Finally, two sessions of the past week showed some convergence between the Nifty and the broader market. On Wednesday and Thursday, the benchmark index declined—the decline were tradeable in nature—and the broader market breadth was also headed south.
Otherwise, the Nifty had been outperforming the broader market for the past few months largely driven by a handful of stocks. To understand what is happening to the market, remove four stocks from the Nifty—HDFC Bank, HDFC, RIL and HUL. Had these stocks seen the kind of decline other stocks were having, the Nifty would have been struggling below the 10,000-mark by now. In a way, Nifty traders are living in a different market compared to the rest of the investors and traders grappling with a falling market. But the Nifty traders have to remember that if the broader market remains weak for long, eventually even large-caps are going to come under pressure.
Last week saw an unusual upward movement in the mid-cap space. But remember that such excesses happen not just in upward direction, but in southward direction as well. Perhaps, the market has not yet reached a stage where we can say excesses are being committed in the southward direction. So, do not compare the recent highs and jump into buying stocks that look cheap.
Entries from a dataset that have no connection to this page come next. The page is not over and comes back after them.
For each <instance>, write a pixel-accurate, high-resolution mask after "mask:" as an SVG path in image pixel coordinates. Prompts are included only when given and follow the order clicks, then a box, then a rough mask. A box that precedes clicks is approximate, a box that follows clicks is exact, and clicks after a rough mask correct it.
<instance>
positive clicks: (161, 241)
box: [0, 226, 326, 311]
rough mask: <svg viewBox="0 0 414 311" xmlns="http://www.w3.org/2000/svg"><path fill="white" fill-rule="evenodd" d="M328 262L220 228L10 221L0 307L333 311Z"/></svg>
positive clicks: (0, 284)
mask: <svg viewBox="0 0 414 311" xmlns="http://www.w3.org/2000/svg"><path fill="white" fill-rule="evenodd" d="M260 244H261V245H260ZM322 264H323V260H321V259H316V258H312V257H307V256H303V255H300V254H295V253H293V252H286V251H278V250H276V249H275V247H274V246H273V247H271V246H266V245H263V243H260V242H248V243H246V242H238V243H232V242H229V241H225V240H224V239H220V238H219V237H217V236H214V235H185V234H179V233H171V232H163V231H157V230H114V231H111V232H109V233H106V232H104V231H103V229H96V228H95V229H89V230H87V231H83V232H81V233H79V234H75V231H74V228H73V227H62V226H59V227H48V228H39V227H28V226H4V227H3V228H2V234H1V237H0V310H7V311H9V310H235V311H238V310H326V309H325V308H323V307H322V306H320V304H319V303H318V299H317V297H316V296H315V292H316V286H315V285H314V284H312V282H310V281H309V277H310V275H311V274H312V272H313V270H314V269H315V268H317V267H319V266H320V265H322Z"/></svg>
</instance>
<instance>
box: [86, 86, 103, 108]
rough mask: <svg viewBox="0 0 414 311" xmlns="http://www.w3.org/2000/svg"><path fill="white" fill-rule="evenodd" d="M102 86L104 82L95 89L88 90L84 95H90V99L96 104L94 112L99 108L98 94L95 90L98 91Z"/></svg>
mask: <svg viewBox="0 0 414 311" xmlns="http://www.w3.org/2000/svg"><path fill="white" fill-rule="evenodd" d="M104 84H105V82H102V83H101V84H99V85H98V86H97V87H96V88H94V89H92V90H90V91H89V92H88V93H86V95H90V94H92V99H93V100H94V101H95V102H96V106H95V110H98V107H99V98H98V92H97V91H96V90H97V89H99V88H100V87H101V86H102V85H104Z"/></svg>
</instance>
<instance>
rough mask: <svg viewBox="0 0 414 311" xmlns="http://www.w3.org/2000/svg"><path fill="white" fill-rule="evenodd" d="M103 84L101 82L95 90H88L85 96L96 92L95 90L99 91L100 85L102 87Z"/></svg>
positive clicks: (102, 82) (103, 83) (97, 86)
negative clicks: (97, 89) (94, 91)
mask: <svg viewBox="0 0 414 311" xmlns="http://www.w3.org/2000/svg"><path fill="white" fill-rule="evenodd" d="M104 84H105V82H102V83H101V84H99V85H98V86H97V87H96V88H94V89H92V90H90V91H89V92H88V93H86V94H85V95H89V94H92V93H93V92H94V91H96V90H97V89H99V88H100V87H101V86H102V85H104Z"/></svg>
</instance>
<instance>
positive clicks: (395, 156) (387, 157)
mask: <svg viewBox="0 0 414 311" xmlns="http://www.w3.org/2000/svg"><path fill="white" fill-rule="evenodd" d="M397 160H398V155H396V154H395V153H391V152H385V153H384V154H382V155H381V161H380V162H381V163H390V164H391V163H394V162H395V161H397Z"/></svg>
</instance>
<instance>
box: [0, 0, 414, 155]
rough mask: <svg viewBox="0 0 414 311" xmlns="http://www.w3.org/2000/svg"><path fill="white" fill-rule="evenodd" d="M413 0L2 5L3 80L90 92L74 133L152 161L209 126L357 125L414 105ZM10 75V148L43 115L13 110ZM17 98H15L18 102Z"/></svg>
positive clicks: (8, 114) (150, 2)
As for news flow, it was another week of news creating more confusion than impact in the market. The trade war—or posturing—between the United States and China created tremors in the financial markets. Unlike in the last few years, when what the Federal Reserve said and did were taken in stride by the currency markets, this time, the currency markets have got involved in the trade war as emerging markets currencies declined across the board. The latest round saw the Chinese currency slipping, thereby, accelerating the emerging market currency retreat. The rupee, on an intra-day basis, touched an all-time low against dollar. The relationship between the rupee and the stock market is quite direct. Money from hedge funds, for whom currency movements are extremely important, may not come into the market till the dollar index gets stabilised. Probably, the first indications that the market is ready for another round of upward movement would come from the currency markets this time.
So, have one eye on the rupee and another on the US treasury yields, as the yields have started to flatten. If they flatten more, we might have some respite.
Most short-term oscillator charts are in the sell mode but have not yet broken the support levels, which would have indicated further trouble for the bulls. The moving average convergence/divergence (MACD) on the daily charts is in the sell mode and is placed on the equilibrium line. In the recent past, this oscillator had taken support on this line and moved up again. The pattern could be repeated this time as well.
The 12-day rate of change (ROC), which has slipped into negative territory, has once again turned upward and is showing similar patterns as in mid-May when the Nifty had witnessed a trend reversal—a rally which lasted through the second week of June. So, if one goes by the short-term indicators, there is hope that this round of upward movement, which has begun on Friday, has more strength in it. But as that up-move was made on the first day of the start of a new series, and short covering had a role in it, this up-move probably needs more confirmation. This confirmation will come if both the market breadth and the Nifty stay in positive territory in the first two trading sessions.
Coming to short-term support and resistance levels, the first resistance to the Nifty would come at 10,820, from the trend line which can be drawn from the index’s all-time high in January. If the Nifty makes an attempt to break this trend it would be the third bid in the last two months. After this another resistance awaits the index at 10,930. If it clears this level, then probably another round of short squeeze might happen.
The Nifty would get the first support at last Thursday’s low of 10,560, and if that is broken with strong volumes, the index would move towards the sub-10,400 level as that would bring momentum to the southward direction.
Since there are a good number of short positions in the market at this time, any positive development on the macro front, like a decline in oil prices, could act as a trigger for an up-move in the Nifty. But will that spill over to mid- and small-cap segments on a sustained basis is the question?